El trasvase del nacimiento del río Atoyac hacia la ciudad de Córdoba constituye un nuevo despojo de las aguas de la región porque ya han sido devastadas las cuencas del río Seco y del río Blanco por la contaminación generada por las ciudades de Córdoba y Orizaba, respectivamente, y ocasionaría, además de la pérdida irreversible del cauce del río, una elevación en la carga contaminante de los agroquímicos utilizados en la siembra de caña de azúcar y limón persa; de los desechos de las granjas y demás industrias que ya están provocando graves afectaciones a la salud de la población en los municipios de cuenca abajo.

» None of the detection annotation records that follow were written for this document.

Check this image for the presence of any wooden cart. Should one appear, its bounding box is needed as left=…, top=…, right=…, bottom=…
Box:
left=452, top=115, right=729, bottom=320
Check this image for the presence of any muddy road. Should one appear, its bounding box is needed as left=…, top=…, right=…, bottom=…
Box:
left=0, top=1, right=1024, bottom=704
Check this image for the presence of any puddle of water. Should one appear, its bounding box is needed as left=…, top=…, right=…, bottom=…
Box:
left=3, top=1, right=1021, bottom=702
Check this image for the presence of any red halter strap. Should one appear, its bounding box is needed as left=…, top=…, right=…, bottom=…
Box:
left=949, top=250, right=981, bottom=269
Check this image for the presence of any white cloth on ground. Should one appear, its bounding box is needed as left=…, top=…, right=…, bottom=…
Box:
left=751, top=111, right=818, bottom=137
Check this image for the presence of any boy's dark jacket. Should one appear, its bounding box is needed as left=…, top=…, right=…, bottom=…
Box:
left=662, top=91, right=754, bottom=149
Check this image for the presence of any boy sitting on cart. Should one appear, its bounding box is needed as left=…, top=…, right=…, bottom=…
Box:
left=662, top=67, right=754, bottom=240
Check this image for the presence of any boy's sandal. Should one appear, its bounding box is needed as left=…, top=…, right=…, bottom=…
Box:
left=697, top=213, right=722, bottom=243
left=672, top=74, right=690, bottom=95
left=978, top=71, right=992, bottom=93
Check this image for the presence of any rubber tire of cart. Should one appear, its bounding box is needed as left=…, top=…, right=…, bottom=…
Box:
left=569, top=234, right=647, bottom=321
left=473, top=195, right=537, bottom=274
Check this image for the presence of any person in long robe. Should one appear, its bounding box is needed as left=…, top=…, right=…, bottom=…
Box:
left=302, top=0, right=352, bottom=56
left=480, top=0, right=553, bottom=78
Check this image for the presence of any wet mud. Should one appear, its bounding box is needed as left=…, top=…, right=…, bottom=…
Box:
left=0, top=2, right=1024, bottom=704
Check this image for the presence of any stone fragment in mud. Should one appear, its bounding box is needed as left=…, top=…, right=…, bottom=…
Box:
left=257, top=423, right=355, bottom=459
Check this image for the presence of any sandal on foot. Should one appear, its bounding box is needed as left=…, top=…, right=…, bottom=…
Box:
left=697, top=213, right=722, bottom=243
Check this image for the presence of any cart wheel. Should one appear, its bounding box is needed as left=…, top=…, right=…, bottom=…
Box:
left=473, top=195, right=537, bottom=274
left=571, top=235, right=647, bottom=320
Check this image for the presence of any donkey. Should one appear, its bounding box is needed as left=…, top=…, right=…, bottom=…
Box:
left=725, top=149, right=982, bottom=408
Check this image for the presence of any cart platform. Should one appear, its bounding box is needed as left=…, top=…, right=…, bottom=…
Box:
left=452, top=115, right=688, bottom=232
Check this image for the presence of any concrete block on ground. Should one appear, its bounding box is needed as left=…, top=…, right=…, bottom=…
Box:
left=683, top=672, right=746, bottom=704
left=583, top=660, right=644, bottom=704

¿Por qué no se sanciona a las empresas que destruyeron la vida en el río Seco y a las autoridades que toleraron su contaminación, que nosotros pagamos con nuestra salud?

En los medios de comunicación afines al gobierno se nos ha calificado de egoístas por no querer compartir el agua con los habitantes de Córdoba, pero no entienden que no sólo estamos preocupados por esta región, estamos pensando también en la gente que vive río abajo. En el nacimiento del Atoyac el agua aún es pura, pero dos kilómetros abajo, el río comienza a recibir descargas industriales de los ingenios, las alcoholeras, las granjas industriales de pollos y cerdos, el rastro municipal de Atoyac y los lixiviados de los basureros a cielo abierto de Atoyac y Cuitláhuac, así como descargas de aguas residuales municipales. ¿Qué va a pasar con las comunidades de río abajo si dejamos que se saque agua del río?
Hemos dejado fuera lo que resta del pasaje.